Recurrent Fuzzy Cerebellar Model Articulation Neural Network Based Power Control of a Single-Stage Three-Phase Grid-Connected Photovoltaic System during Grid Faults

A recurrent fuzzy cerebellar model articulation neural network (RFCMANN)-based controller to regulate the active and reactive power of a single-stage three-phase grid-connected photovoltaic (PV) system during grid faults is proposed in this study. Since the rapid growth of the amount of the PV systems in recent year has greatly affected the stability of the power system, the grid codes demand the grid-connected PV systems to have the low-voltage ride through (LVRT) capability to help sustaining the stability of power system especially during the grid faults.
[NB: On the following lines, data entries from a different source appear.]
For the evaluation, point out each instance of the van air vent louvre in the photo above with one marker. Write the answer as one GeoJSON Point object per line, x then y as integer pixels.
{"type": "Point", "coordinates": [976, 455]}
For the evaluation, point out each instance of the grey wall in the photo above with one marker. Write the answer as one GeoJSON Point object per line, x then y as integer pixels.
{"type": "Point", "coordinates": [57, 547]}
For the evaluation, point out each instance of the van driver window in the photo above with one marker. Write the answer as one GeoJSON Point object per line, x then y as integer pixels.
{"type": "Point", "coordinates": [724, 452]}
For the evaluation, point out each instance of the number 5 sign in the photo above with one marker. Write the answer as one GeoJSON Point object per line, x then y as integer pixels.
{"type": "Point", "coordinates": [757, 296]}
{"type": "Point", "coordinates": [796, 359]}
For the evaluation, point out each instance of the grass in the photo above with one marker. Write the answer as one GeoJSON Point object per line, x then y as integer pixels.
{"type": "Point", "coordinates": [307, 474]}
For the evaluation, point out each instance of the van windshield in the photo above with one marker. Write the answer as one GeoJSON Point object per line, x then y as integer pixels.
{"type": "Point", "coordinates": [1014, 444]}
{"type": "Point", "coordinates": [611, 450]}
To satisfy the LVRT requirements and ensure the injected current within the safety value, the active and reactive power commands are calculated by using the current profile of the LVRT grid requirements and the current limit of the inverter. Moreover, the proposed RFCMANN controller uses the signed distance and input space repartition mechanisms to convert the dual-input variables to sole-input variable and repartition the input space to an appropriate quantity. Therefore, the structure and computation complexities of the proposed RFCMANN controller are effectively reduced and make it more practical. Furthermore, varied learning-rate coefficients are designed to guarantee the convergence of the tracking error for the proposed RFCMANN controller.